Thou Shalt Not Golf
I hate contemporary Christian music. At church last week, the band sang a couple of new songs (a rare occurrence, but it was also a new band). One of the songs included a line about how God "has told every lightning bolt where it should go."
God controls every bolt of lightning?!!! WTF!
Now, I know this is only a song, and it's not taken from the bible itself or anything the pastor said that day (in the bible, God only explicitly controls lightning on occasion); however, the pastor didn't veto that line in the song, so I assume that he doesn't have a problem with it. With that view in mind, I consider that line to be fair game.
And fair game it is. Whoa-boy, that's a doozy of a thing to accuse God of doing.
Lightning strikes kill an average of 73 people a year in the US, and injure hundreds more.

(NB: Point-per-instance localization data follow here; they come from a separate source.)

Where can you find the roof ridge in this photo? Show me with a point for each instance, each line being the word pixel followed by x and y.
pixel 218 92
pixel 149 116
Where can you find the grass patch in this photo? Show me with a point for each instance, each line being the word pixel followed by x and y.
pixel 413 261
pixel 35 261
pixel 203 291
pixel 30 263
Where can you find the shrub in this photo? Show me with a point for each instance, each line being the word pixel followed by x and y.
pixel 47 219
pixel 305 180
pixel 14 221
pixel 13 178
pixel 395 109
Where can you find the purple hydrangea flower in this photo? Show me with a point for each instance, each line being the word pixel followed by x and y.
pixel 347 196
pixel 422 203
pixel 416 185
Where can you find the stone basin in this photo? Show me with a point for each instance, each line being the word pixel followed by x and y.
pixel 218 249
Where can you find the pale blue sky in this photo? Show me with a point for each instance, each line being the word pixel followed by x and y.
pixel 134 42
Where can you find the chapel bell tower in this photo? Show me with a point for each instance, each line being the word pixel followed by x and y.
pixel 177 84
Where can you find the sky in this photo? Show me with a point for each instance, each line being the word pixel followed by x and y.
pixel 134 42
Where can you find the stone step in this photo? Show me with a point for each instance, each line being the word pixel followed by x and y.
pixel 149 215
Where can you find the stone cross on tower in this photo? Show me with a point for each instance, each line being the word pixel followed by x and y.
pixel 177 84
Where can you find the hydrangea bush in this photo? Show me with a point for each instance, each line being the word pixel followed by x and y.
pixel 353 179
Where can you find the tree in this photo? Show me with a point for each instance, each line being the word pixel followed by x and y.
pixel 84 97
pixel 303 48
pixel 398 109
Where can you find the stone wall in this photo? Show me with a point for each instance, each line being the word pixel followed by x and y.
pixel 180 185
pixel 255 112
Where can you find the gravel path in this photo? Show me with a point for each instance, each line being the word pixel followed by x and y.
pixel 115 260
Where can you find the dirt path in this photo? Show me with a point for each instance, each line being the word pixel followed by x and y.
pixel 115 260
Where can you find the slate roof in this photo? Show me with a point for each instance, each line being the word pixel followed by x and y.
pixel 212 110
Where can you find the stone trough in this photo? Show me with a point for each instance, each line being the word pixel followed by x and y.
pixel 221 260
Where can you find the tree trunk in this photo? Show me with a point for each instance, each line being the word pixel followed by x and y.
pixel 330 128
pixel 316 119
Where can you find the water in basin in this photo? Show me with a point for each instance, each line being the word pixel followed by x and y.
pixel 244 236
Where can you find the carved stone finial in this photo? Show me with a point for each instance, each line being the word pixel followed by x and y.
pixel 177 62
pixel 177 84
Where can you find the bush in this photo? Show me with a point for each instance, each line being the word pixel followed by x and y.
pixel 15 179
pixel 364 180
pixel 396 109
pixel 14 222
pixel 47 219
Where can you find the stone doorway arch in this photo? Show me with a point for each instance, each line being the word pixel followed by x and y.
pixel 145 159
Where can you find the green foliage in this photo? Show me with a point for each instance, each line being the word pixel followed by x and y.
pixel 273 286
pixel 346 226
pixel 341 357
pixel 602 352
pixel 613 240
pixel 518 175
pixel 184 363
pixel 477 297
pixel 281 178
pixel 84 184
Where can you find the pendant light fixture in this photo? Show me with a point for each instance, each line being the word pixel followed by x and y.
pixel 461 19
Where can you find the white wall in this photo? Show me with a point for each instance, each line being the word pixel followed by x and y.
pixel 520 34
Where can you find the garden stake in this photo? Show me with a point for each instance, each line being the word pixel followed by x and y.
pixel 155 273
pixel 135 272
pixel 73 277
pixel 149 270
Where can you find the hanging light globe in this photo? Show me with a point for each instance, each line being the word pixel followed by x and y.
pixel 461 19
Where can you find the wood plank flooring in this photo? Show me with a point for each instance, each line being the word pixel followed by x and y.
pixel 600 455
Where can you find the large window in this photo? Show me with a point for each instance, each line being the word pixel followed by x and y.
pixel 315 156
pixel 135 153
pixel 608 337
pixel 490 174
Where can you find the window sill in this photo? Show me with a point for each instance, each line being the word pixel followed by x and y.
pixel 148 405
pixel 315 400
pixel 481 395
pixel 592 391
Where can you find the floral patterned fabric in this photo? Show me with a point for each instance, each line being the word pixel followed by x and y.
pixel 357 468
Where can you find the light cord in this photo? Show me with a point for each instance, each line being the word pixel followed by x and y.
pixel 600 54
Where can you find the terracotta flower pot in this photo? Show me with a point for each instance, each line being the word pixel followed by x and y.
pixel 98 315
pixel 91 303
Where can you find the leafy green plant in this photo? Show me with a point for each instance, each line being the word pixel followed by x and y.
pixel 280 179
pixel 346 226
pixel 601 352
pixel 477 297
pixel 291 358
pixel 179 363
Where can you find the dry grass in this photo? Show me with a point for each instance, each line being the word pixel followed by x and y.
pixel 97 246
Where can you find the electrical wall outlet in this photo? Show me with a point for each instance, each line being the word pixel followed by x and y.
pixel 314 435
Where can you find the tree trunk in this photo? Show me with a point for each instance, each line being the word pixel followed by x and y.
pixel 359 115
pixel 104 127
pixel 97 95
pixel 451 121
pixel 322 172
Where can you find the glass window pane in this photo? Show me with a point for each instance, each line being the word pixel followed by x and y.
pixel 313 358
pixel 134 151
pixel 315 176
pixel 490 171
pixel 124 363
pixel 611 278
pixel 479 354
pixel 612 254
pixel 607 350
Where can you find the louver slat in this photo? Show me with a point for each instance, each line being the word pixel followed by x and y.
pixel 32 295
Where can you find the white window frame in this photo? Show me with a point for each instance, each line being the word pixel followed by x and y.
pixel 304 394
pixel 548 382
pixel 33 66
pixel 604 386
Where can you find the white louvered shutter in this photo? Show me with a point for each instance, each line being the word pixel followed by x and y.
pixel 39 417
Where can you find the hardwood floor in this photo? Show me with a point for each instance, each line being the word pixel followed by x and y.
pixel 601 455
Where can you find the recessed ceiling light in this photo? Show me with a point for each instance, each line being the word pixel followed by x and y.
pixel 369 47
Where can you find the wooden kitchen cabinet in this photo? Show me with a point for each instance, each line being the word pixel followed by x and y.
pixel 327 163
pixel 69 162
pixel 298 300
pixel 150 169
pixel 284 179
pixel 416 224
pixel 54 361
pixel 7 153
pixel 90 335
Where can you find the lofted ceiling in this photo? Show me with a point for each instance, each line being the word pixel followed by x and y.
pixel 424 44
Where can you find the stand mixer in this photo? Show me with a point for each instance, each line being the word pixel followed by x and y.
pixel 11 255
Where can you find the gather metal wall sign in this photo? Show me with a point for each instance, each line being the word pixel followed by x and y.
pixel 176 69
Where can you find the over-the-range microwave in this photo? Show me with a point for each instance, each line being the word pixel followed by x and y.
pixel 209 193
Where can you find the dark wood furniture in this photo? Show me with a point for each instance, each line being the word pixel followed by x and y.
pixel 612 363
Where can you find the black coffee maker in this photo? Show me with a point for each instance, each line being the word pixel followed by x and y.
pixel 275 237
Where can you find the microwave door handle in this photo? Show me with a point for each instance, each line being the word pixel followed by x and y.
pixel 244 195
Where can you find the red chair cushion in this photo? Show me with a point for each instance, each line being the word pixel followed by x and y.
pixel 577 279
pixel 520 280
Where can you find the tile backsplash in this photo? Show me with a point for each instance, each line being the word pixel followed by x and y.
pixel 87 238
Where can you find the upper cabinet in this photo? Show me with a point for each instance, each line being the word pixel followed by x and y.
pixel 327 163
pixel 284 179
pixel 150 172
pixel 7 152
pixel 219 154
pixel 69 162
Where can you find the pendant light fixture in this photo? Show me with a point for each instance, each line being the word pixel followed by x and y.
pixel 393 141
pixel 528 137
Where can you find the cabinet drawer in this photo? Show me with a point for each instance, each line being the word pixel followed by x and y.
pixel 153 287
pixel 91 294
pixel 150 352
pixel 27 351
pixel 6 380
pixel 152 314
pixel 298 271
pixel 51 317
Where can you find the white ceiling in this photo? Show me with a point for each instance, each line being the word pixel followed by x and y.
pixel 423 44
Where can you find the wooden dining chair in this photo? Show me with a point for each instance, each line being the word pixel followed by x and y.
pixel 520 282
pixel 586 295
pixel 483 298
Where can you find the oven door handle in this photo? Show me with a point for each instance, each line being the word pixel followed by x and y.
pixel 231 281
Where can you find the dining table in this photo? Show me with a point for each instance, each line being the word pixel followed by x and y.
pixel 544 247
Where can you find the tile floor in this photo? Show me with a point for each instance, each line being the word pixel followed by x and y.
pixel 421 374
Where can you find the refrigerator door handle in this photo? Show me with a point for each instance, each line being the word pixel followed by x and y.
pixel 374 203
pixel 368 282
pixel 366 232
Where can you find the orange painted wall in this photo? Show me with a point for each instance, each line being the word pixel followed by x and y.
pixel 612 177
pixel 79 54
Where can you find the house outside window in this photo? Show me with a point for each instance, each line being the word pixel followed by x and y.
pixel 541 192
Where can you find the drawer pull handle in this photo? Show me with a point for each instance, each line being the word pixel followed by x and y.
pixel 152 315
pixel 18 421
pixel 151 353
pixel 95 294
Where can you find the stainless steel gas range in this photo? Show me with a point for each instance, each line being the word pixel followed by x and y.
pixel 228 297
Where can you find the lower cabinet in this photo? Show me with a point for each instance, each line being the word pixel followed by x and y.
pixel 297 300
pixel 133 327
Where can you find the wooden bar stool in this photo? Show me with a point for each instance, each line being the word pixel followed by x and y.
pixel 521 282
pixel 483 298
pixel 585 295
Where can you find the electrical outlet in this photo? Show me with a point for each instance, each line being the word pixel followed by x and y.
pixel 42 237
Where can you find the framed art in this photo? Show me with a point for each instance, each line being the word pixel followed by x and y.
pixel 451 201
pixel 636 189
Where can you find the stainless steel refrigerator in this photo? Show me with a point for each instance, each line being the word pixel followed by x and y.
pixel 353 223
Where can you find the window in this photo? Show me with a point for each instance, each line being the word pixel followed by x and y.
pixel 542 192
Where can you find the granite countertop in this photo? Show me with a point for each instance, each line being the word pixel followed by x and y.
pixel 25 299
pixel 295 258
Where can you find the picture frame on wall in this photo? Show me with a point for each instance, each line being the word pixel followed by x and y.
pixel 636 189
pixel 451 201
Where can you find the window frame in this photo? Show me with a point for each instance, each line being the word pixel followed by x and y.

Check out the National Geographic article linked above. It's scary: if God controls every single lightning bolt, he's killing a lot of people, mainly those who enjoy outdoor sports, like golf, hiking, and camping.
So why the vendetta against golfers?
Well, it turns out that God may not be controlling where lightning strikes after all. You see, though incomplete, the science of lightning is rather well understood. Lightning is a mechanism for the quick equalization of electrical charge between the atmosphere and the ground. As such, the electricity requires a path, favouring one that offers the least resistance. Solid objects, like steel poles, trees, and even people offer less resistance to electrical current than air. Consider this quote from the National Geographic interview with Vladimir Rakov, an electrical engineer and lightning expert at the University of Florida in Gainesville:
As for the question as to whether or not lightning can strike the same place twice, Rakov says that the answer depends on what kind of place that is.So this leads to a rather startling conclusion:
Statistically, he said, during cloud-to-ground lightning, the channel of discharge is merely looking for a place on the ground, which is a random act assuming the ground is flat and geologically uniform.
For example, Rakov says that one square meter of terrain in a flat Florida field gets hit by lightning once every 100 millennia, thus if that area gets hit, it would not be hit for another 1,000 human generations, which he considers in all practical purposes to be never.
The reality, however, is that the ground is not uniform and lightning is attracted to certain ground features and not to others. "From a lightning point of view, yes, it does strike the same place many times, particularly if it is a tall structure," said Rakov.
God doesn't control where lightning strikes; WE DO.
Or rather, while still being dangerous and chaotic, we can influence where lightning strikes due to our understanding of how lightning operates. Benjamin Franklin was the first to figure this out. Noting that you can influence lightning so that it will tend to strike a tall metal object more than a surrounding low area, he invented the lightning rod. Along those same lines, the CN Tower, 553 m (1815 ft) high in the heart of Toronto, is struck by lightning a stupefying 75 times a year!
I never figured that God, who controls every lightning strike, would choose to give up control so easily.
This is just one example of the God of the Gaps receding in the face of scientific inquiry. By treating the world as rational, by hypothesizing, experimenting, and coming up with theories that fit observations, humanity has eliminated the superstition associated with nature and replaced it with understanding (at least for the segment of the population that chooses to embrace a rational and impartial world). This understanding saves more lives than any prayer for safety in a storm ever could.
The idea that we don't know anything about lightning strikes reeks of an anti-naturalistic world view: a view rooted in the Dark Ages that embraces mysticism and fear. It makes me sad that so many religious people have such a low opinion of human knowledge that they are stuck in the stone age: "Remember kids, rain is God crying, wind is God exhaling (a foul wind is God farting), and if you're bad, God may hit you with a lightning bolt!"